Allerdings dürfte der starke Franken die Exportmargen reduzieren, heisst es weiter. Schweizer Exporteure müssten wohl Preisabschläge vornehmen, um an der weiterhin aufwärts gerichteten weltwirtschaftlichen Nachfrage partizipieren zu können. Die für das Jahr 2011 erwarteten Exportzuwächse sind somit vor allem als Mengenausweitung bei schwacher Margenentwicklung zu interpretieren. Für 2011 erwartet BAKBASEL ein Plus bei den Exporten von 4,2%, 2012 soll dies bei 6,6% liegen.
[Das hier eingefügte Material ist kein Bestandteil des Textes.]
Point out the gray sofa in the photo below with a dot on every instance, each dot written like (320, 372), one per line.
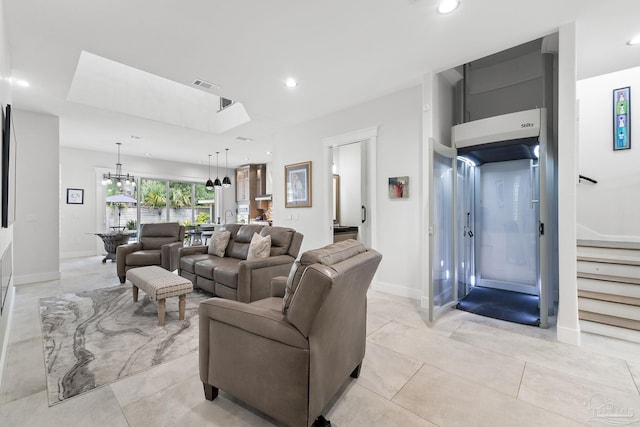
(288, 355)
(158, 245)
(234, 276)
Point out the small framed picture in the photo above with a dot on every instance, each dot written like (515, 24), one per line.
(297, 181)
(622, 118)
(75, 196)
(399, 187)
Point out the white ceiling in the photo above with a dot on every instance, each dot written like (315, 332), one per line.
(343, 52)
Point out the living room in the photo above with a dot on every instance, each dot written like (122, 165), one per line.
(396, 116)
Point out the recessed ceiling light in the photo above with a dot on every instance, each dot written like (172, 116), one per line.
(448, 6)
(291, 82)
(634, 41)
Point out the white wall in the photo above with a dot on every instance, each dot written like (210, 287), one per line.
(37, 226)
(83, 169)
(6, 234)
(398, 117)
(609, 209)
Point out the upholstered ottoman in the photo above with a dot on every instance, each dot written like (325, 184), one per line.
(160, 284)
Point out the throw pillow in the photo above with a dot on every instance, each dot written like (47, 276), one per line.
(218, 243)
(260, 247)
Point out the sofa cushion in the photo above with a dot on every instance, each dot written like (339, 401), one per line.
(246, 232)
(292, 284)
(143, 257)
(328, 255)
(260, 247)
(333, 253)
(280, 239)
(153, 236)
(218, 243)
(239, 244)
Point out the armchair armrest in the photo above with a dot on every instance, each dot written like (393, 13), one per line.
(121, 254)
(254, 319)
(254, 276)
(169, 255)
(278, 286)
(246, 321)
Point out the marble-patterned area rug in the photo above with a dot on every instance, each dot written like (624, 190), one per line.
(92, 338)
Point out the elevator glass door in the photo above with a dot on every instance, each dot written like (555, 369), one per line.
(507, 226)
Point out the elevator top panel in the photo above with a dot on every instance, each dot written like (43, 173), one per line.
(507, 127)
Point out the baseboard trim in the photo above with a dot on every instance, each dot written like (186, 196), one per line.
(401, 291)
(568, 335)
(79, 254)
(35, 278)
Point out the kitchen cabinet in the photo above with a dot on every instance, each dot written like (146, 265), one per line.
(242, 183)
(250, 182)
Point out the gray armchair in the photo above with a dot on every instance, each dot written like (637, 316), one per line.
(288, 355)
(158, 244)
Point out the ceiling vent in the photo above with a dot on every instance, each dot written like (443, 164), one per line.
(205, 84)
(224, 103)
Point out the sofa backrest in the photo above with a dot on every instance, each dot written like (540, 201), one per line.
(280, 239)
(153, 236)
(284, 240)
(348, 263)
(240, 239)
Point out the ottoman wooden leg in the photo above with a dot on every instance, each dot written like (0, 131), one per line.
(182, 303)
(162, 305)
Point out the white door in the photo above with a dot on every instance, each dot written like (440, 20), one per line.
(350, 162)
(442, 229)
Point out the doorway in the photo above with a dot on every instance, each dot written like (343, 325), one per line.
(351, 171)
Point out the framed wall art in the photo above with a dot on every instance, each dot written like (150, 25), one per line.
(75, 196)
(399, 187)
(622, 118)
(297, 182)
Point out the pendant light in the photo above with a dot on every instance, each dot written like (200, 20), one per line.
(226, 182)
(209, 184)
(217, 183)
(121, 179)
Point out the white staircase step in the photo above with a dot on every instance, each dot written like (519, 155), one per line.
(606, 287)
(610, 331)
(623, 311)
(612, 272)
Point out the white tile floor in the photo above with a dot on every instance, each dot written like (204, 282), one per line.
(465, 370)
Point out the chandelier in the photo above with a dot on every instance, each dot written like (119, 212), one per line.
(119, 177)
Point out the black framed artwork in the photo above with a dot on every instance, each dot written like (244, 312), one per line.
(622, 118)
(75, 196)
(297, 181)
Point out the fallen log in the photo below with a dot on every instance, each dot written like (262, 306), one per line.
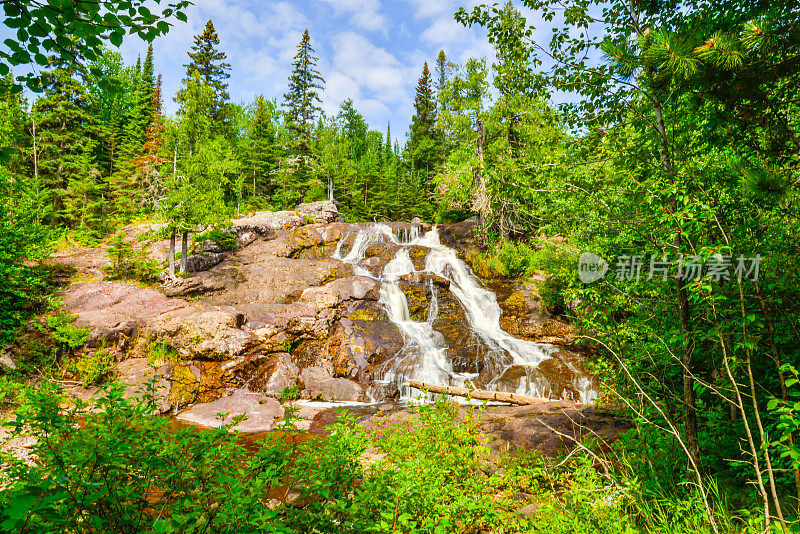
(479, 394)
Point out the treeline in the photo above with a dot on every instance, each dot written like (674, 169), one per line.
(97, 149)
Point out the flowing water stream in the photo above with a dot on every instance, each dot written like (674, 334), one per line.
(507, 364)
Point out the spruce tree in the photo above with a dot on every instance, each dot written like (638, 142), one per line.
(441, 71)
(260, 156)
(67, 140)
(209, 63)
(423, 145)
(151, 157)
(305, 82)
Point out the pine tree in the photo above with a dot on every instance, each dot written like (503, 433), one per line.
(305, 82)
(209, 63)
(66, 136)
(441, 71)
(260, 157)
(441, 81)
(151, 158)
(148, 75)
(423, 145)
(196, 100)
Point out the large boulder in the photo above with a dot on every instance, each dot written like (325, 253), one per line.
(116, 312)
(269, 223)
(205, 332)
(272, 375)
(203, 262)
(334, 293)
(359, 346)
(322, 212)
(261, 412)
(320, 385)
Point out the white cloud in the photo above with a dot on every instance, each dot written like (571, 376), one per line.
(372, 68)
(365, 14)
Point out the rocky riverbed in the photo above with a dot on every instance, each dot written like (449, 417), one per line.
(280, 312)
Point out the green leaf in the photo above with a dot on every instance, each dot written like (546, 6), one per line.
(116, 38)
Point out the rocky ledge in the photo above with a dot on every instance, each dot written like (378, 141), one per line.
(274, 314)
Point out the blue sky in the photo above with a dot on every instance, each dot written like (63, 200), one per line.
(369, 50)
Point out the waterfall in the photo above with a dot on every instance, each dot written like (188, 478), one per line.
(510, 363)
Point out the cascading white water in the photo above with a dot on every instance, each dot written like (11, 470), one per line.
(509, 363)
(480, 305)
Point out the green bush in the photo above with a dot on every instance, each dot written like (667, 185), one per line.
(93, 367)
(516, 257)
(110, 466)
(224, 238)
(129, 263)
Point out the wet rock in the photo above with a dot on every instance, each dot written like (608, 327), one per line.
(272, 375)
(320, 385)
(323, 211)
(510, 428)
(197, 381)
(210, 246)
(418, 255)
(265, 224)
(6, 361)
(529, 510)
(385, 251)
(261, 414)
(205, 332)
(334, 293)
(202, 262)
(135, 373)
(194, 285)
(115, 312)
(268, 223)
(357, 347)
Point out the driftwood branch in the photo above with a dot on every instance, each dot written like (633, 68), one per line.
(479, 394)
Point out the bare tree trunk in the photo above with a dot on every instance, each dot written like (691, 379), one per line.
(757, 413)
(478, 394)
(172, 255)
(481, 195)
(35, 153)
(184, 250)
(684, 311)
(778, 363)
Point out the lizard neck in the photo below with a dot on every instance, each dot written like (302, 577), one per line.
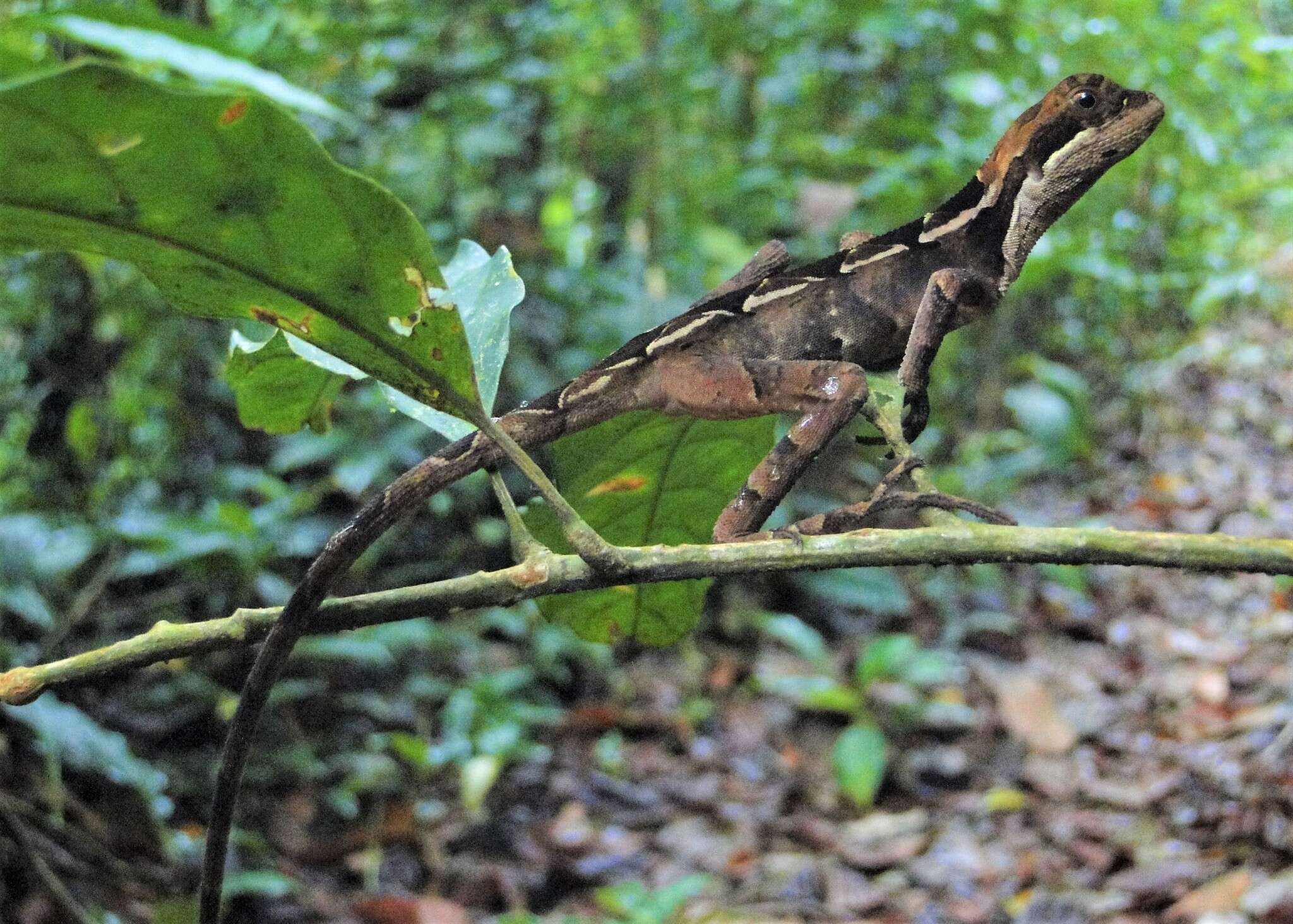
(992, 227)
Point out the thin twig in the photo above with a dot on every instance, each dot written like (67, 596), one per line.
(524, 545)
(955, 542)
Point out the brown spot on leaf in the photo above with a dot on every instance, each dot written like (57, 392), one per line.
(621, 483)
(233, 112)
(116, 144)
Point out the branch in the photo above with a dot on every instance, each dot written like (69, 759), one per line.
(951, 542)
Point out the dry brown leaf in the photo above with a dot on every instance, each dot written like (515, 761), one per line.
(1220, 894)
(1030, 714)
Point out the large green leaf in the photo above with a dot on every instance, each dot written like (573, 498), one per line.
(294, 383)
(148, 37)
(639, 480)
(234, 211)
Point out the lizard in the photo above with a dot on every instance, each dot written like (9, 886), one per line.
(773, 339)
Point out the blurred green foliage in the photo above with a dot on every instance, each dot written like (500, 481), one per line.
(629, 155)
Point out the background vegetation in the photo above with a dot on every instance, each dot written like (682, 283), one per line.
(629, 155)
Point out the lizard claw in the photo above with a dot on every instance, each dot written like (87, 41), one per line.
(917, 415)
(790, 533)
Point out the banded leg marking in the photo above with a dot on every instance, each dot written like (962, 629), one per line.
(952, 297)
(825, 394)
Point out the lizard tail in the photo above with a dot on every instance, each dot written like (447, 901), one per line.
(404, 495)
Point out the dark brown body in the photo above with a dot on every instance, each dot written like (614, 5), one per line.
(771, 340)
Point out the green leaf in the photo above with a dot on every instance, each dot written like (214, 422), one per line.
(859, 759)
(798, 636)
(814, 692)
(150, 38)
(639, 480)
(276, 391)
(78, 741)
(886, 657)
(233, 210)
(265, 883)
(486, 291)
(640, 905)
(81, 432)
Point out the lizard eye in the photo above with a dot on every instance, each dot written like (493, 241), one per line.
(1084, 98)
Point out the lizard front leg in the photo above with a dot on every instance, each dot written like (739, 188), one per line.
(952, 299)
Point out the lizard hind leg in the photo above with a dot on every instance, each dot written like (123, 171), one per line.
(825, 394)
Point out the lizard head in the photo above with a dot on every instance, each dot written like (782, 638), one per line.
(1053, 153)
(1083, 127)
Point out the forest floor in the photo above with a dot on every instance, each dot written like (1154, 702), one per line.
(1110, 752)
(1120, 757)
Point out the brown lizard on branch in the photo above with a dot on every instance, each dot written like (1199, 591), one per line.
(771, 340)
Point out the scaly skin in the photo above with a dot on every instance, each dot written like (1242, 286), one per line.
(770, 340)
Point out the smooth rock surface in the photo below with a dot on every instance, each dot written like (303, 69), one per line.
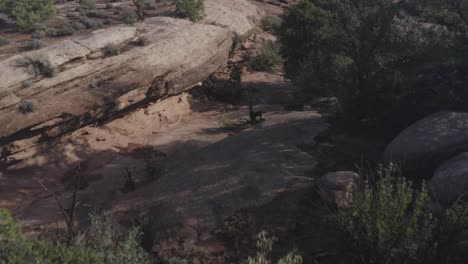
(450, 181)
(430, 141)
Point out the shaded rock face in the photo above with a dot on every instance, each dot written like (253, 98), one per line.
(450, 181)
(248, 169)
(430, 141)
(337, 186)
(89, 85)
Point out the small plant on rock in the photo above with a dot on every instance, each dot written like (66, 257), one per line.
(28, 12)
(38, 63)
(264, 248)
(111, 50)
(4, 41)
(191, 9)
(28, 106)
(3, 18)
(388, 222)
(270, 23)
(267, 58)
(129, 15)
(88, 4)
(143, 41)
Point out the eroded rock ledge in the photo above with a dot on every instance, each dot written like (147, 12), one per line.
(89, 85)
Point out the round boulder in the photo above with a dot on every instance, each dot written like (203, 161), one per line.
(430, 141)
(450, 181)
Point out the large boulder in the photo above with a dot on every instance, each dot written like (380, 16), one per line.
(430, 141)
(181, 54)
(450, 181)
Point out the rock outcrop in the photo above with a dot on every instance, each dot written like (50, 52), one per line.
(450, 181)
(248, 169)
(90, 85)
(430, 141)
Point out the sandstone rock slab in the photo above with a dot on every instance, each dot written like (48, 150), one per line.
(430, 141)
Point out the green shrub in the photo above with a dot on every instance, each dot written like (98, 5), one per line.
(4, 41)
(78, 25)
(264, 247)
(191, 9)
(34, 44)
(102, 14)
(374, 49)
(88, 4)
(38, 63)
(28, 12)
(267, 58)
(128, 15)
(26, 84)
(28, 106)
(65, 30)
(108, 21)
(89, 23)
(37, 34)
(118, 248)
(388, 223)
(3, 18)
(102, 243)
(143, 41)
(9, 229)
(270, 23)
(111, 50)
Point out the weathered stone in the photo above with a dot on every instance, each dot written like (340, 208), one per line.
(430, 141)
(100, 38)
(8, 100)
(337, 186)
(180, 55)
(450, 181)
(238, 16)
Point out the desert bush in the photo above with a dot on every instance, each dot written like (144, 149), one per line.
(34, 44)
(28, 106)
(65, 30)
(191, 9)
(4, 41)
(270, 23)
(28, 12)
(264, 248)
(267, 58)
(368, 53)
(102, 14)
(143, 41)
(3, 18)
(88, 4)
(388, 223)
(227, 123)
(38, 63)
(9, 229)
(128, 15)
(101, 243)
(111, 49)
(26, 84)
(108, 21)
(78, 25)
(117, 247)
(89, 23)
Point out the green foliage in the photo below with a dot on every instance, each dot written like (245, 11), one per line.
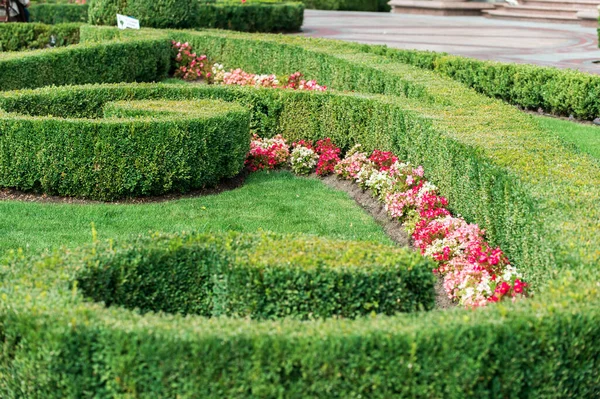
(59, 344)
(251, 17)
(266, 276)
(558, 91)
(26, 36)
(171, 146)
(584, 137)
(37, 227)
(58, 13)
(536, 196)
(142, 60)
(343, 5)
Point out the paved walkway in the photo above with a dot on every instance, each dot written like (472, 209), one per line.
(560, 45)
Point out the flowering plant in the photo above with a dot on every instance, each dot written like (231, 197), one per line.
(267, 153)
(329, 156)
(189, 65)
(349, 167)
(474, 273)
(303, 159)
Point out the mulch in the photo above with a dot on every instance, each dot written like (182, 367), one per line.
(8, 194)
(391, 227)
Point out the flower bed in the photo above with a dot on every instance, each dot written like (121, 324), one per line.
(191, 66)
(474, 273)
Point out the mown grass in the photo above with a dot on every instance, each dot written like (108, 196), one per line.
(586, 138)
(276, 201)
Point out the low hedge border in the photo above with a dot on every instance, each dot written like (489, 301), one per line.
(27, 36)
(261, 277)
(58, 345)
(559, 91)
(251, 17)
(140, 60)
(139, 148)
(536, 196)
(58, 13)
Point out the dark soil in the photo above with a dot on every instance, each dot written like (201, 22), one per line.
(391, 227)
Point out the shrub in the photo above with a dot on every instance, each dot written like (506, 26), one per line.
(139, 148)
(57, 343)
(58, 13)
(259, 277)
(21, 36)
(253, 17)
(142, 60)
(536, 197)
(557, 91)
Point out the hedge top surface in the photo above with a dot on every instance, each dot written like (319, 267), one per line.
(49, 283)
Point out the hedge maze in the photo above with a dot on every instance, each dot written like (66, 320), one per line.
(294, 328)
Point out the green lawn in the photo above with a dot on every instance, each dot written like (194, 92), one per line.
(278, 202)
(585, 137)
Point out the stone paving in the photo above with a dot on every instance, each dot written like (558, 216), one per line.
(559, 45)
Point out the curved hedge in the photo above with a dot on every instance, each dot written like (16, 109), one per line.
(58, 13)
(143, 60)
(537, 197)
(138, 148)
(252, 17)
(256, 276)
(558, 91)
(24, 36)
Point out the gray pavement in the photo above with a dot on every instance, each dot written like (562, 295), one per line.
(559, 45)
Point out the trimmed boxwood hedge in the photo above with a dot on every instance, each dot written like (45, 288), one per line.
(26, 36)
(537, 197)
(57, 344)
(558, 91)
(58, 13)
(251, 17)
(141, 60)
(139, 148)
(265, 276)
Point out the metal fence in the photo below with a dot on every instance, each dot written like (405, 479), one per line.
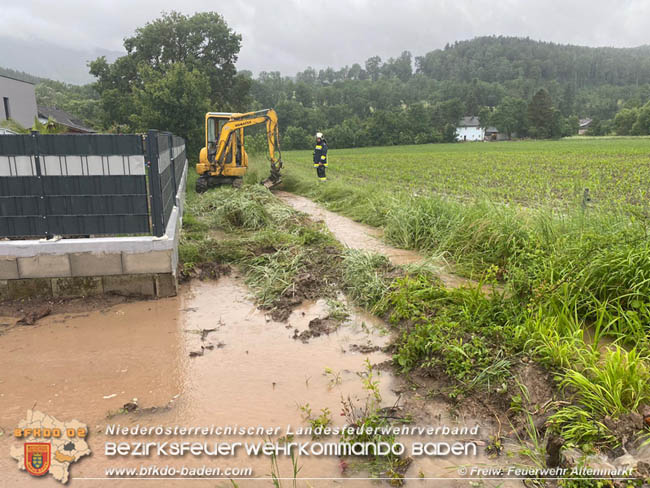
(78, 185)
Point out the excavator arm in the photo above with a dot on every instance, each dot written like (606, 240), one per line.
(216, 160)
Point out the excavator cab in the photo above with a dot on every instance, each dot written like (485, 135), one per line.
(223, 159)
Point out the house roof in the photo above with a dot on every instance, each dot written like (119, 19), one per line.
(16, 79)
(585, 122)
(469, 121)
(63, 118)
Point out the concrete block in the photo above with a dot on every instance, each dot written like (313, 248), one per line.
(150, 262)
(44, 266)
(8, 268)
(129, 285)
(95, 264)
(166, 285)
(4, 290)
(77, 286)
(35, 287)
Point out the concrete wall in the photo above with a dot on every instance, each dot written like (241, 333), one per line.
(21, 99)
(80, 267)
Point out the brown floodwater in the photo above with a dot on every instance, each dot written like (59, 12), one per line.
(252, 372)
(356, 235)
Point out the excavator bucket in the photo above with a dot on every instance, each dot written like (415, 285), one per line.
(274, 178)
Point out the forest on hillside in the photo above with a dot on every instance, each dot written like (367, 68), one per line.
(524, 88)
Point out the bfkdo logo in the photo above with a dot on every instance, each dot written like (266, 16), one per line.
(38, 456)
(48, 445)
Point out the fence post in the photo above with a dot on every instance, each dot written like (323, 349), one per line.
(155, 189)
(42, 207)
(172, 163)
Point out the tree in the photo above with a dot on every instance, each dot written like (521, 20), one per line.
(624, 121)
(173, 53)
(373, 66)
(641, 126)
(541, 115)
(176, 101)
(511, 117)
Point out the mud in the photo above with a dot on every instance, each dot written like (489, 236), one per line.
(356, 235)
(318, 280)
(92, 366)
(316, 328)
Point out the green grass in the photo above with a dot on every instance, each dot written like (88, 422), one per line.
(575, 274)
(576, 271)
(615, 170)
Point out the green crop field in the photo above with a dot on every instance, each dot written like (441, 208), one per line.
(575, 274)
(615, 170)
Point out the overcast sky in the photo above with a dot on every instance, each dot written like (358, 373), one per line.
(290, 35)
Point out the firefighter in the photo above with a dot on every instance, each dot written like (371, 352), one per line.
(320, 156)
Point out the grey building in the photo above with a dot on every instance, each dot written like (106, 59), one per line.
(17, 101)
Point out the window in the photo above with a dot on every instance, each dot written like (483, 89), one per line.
(6, 104)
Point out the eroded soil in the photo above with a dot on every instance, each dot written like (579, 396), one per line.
(87, 366)
(356, 235)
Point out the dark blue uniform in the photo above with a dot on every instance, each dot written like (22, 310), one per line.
(320, 158)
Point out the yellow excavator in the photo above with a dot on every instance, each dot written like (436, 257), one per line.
(223, 160)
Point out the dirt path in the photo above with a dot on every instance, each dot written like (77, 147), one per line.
(356, 235)
(206, 358)
(251, 372)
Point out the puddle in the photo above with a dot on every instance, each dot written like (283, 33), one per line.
(86, 365)
(356, 235)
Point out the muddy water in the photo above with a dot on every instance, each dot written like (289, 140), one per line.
(251, 372)
(356, 235)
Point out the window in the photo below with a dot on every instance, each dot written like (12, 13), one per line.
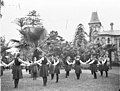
(108, 40)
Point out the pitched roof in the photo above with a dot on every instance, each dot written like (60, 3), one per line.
(110, 32)
(94, 18)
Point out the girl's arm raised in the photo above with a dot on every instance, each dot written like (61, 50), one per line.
(82, 62)
(11, 63)
(20, 60)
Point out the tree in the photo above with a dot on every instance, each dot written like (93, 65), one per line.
(21, 22)
(33, 19)
(79, 39)
(1, 4)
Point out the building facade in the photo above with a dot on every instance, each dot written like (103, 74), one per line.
(105, 37)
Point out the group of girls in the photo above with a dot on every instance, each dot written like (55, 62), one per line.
(52, 66)
(96, 64)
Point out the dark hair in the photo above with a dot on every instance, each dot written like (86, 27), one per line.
(18, 55)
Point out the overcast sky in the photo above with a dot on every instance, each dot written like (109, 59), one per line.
(60, 15)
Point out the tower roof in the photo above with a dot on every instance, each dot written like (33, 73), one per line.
(94, 18)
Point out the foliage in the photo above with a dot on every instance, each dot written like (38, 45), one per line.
(79, 39)
(21, 22)
(33, 18)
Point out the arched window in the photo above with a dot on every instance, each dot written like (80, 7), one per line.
(108, 40)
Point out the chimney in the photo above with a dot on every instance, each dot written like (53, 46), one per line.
(111, 24)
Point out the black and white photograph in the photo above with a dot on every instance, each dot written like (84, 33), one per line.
(59, 45)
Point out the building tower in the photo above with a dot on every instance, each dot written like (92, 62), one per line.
(94, 26)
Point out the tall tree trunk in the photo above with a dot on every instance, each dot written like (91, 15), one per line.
(110, 55)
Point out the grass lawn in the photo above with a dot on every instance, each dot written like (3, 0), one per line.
(85, 83)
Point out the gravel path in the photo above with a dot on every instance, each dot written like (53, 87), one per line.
(86, 83)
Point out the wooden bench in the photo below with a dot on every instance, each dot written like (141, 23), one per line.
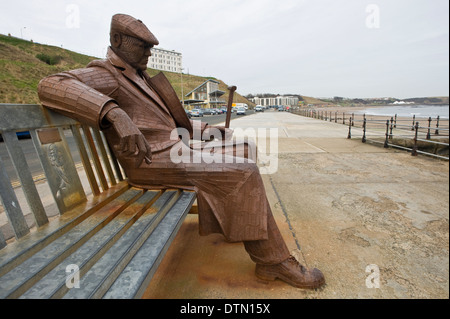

Auf der anderen Seite schütze der starke Franken die hiesige Wirtschaft im laufenden Jahr vor den deutlich gestiegenen Rohstoffpreisen. Trotz des derzeit hohen Ölpreises erhöhen die Experten ihre Inflationsprognose gegenüber der letzten Schätzung nur leicht auf 0,8 (0,7)%. Die Teuerung dürfte allerdings mit nachlassendem Aufwertungsdruck 2012 dann deutlich anziehen. Nachdem bislang eine Inflation von 1,2% erwartet worden war, werde nun mit 2,1% gerechnet.
Ein sich selbst verstärkender Inflationsprozess sei jedoch nicht zu erwarten. So besitze die SNB genügend Spielraum, dem steigenden Inflationsdruck mit einer Straffung der nach wie vor sehr lockeren Geldpolitik entgegenzuwirken.